Scaling these models presents a challenge when determining how to proportionately scale each of these components. Questions arise about how to allocate additional parameters to the encoder versus the decoder and where to allocate computational resources during training. Adept, however, presents a model that sidesteps these complexities.

Architecturally, Fuyu is a straightforward, decoder-only transformer with the same specifications as Persimmon-8B, devoid of a dedicated image encoder. Image patches are directly projected into the transformer’s first layer, bypassing the embedding lookup. This approach treats the traditional transformer decoder as an image transformer, albeit without pooling and with causal attention. For more details, refer to the accompanying diagram.

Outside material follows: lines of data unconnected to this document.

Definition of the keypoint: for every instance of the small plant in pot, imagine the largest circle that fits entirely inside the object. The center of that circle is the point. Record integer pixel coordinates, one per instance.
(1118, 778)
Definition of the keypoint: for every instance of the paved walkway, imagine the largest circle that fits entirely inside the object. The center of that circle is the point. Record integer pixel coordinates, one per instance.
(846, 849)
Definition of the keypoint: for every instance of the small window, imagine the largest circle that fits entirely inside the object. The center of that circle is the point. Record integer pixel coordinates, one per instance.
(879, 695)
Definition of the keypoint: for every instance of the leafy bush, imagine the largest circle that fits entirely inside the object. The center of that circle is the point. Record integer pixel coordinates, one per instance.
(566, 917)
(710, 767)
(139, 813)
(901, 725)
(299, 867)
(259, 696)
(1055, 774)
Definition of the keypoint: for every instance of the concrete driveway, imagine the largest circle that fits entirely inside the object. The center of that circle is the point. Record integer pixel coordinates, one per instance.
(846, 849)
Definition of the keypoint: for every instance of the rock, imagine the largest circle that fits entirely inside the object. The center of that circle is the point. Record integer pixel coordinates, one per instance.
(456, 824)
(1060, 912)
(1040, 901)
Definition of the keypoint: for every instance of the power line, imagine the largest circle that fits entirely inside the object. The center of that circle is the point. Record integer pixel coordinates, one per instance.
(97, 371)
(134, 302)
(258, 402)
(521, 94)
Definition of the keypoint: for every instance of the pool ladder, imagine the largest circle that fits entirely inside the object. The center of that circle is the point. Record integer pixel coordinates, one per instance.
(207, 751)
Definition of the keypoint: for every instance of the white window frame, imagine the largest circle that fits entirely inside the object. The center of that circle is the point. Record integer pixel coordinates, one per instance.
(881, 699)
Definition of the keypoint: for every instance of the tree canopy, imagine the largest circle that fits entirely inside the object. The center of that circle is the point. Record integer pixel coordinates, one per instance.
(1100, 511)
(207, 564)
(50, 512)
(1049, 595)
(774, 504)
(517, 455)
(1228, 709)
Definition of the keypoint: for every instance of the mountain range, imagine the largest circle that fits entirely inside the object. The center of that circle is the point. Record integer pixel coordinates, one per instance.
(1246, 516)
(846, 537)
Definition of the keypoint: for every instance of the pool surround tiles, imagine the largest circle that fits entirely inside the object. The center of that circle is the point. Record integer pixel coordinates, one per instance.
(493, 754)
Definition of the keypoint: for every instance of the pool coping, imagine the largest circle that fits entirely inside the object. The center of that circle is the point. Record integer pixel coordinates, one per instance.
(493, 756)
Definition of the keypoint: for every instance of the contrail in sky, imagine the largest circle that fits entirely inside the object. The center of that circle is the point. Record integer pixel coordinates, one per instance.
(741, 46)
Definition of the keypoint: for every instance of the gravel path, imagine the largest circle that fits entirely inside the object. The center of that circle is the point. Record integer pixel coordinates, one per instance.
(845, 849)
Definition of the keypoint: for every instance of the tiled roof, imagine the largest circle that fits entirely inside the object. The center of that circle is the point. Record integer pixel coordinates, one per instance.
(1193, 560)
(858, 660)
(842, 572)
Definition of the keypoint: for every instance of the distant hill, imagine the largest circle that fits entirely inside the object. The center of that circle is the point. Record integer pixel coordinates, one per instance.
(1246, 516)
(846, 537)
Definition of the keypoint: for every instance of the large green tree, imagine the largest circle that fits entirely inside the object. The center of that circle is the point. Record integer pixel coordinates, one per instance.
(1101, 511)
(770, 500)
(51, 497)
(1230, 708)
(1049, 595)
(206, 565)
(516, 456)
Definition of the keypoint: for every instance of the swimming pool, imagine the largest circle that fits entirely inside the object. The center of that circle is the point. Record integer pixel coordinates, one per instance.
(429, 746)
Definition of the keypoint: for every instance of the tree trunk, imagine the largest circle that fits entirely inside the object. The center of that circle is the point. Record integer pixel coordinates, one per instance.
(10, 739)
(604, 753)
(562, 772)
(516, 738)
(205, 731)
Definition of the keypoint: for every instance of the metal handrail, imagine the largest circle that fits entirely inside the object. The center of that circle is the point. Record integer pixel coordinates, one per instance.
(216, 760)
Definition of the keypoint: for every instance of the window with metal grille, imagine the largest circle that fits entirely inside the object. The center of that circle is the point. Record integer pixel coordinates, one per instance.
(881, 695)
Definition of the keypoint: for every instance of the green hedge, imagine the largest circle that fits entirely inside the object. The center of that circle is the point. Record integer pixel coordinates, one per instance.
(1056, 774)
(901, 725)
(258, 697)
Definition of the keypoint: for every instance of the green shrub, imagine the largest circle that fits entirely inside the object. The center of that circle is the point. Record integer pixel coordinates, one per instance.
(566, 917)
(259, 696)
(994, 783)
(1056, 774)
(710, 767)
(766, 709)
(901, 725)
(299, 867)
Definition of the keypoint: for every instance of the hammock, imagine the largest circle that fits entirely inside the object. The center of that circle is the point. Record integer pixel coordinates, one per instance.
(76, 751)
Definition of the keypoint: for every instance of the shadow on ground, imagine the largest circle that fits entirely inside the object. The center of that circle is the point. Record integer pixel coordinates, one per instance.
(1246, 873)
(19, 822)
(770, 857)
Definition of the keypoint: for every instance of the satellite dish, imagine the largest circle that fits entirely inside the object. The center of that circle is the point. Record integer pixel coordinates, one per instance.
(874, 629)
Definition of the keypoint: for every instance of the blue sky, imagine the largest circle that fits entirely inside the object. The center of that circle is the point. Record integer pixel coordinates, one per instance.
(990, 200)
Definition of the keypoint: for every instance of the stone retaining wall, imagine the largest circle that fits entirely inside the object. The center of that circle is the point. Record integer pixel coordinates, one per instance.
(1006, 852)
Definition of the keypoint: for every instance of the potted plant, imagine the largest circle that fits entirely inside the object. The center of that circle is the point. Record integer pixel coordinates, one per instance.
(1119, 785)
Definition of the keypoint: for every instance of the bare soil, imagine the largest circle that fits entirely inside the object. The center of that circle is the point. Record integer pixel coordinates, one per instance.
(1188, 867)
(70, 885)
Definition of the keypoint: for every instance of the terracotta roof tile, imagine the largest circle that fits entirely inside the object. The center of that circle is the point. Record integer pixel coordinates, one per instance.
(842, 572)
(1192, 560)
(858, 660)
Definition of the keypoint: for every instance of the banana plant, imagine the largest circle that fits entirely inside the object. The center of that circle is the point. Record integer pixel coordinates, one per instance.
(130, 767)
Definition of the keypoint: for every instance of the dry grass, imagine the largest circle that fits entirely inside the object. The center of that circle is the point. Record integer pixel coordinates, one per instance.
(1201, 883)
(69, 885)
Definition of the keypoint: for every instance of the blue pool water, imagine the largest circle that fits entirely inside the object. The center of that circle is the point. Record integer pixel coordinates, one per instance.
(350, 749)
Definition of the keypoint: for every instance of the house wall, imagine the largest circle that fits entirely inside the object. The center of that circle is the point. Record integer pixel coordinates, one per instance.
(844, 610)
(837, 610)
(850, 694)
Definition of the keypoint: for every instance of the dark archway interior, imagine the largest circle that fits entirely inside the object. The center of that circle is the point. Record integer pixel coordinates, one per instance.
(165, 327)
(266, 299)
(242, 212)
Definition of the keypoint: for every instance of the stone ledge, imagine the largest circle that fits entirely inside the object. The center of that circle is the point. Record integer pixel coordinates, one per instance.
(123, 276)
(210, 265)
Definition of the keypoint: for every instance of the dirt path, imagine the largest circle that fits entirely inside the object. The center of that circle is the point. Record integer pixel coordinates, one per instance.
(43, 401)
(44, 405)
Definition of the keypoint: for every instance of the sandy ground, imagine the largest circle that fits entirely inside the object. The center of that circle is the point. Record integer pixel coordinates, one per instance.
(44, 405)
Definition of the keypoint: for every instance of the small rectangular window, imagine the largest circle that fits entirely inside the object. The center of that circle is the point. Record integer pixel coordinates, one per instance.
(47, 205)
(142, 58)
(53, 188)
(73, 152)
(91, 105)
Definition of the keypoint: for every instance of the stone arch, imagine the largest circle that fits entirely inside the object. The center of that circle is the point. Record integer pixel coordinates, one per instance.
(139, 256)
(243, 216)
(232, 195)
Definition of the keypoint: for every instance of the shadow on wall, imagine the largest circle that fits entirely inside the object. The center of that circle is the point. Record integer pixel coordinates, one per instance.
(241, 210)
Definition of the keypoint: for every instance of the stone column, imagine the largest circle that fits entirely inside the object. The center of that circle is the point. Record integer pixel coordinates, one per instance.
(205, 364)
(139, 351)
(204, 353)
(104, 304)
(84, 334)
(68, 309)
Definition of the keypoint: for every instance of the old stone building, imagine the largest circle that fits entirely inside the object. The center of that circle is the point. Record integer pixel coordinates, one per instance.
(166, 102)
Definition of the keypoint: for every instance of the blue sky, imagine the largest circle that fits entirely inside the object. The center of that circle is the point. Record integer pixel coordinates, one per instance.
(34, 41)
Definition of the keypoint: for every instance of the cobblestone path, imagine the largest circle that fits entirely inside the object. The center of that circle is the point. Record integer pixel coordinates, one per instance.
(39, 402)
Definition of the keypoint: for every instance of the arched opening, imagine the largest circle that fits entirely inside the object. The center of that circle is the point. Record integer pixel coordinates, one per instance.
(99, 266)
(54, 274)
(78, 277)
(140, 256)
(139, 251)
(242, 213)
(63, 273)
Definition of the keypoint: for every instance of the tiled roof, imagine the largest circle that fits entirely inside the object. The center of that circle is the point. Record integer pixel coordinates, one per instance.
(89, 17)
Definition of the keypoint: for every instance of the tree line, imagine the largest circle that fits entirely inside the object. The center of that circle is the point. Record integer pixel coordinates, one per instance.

This simplification offers the flexibility to handle images of varying resolutions effortlessly. To achieve this, image tokens are treated much like their textual counterparts. Image-specific position embeddings are removed, and image tokens are fed into the model in raster-scan order, with a special image-newline character indicating line breaks. The model can leverage its existing position embeddings to adapt to different image sizes. During training, images of any size can be used, obviating the need for separate high and low-resolution training stages.

The Capabilities

In addition to the standard features expected in multimodal foundation models, Fuyu-8B exhibits an interesting set of unique capabilities:

QA in Images

Fuyu exhibits the ability to tackle intricate questions within images, as demonstrated below:

Chart Comprehension

When faced with complex visual data, such as the chart depicted below, Fuyu excels at discerning intricate relationships, tracing connections between various elements, and counting to provide insightful answers:

Document Mastery

Fuyu’s competence extends to deciphering a wide range of documents, whether they involve intricate infographics or aging PDFs:

Diagram Interpretation

The model’s expertise also extends to deciphering complex scientific diagrams, addressing intricate relational queries with finesse:

OCR Proficiency

In addition to these skills, Adept has honed its internal models to excel in two essential tasks when presented with an image of a user interface (UI):

· bbox_to_text: Given a bounding box, Adept can precisely identify the text contained within that bounding box.

· text_to_bbox: Conversely, when provided with text, Adept can skillfully return the bounding box that encompasses the specified text.

Fuyu-8B is certainly one of the most interesting recent releases in open source foundation models. The simplicity of its architecture and the unique set of capabilities makes it one of the models to track in the space.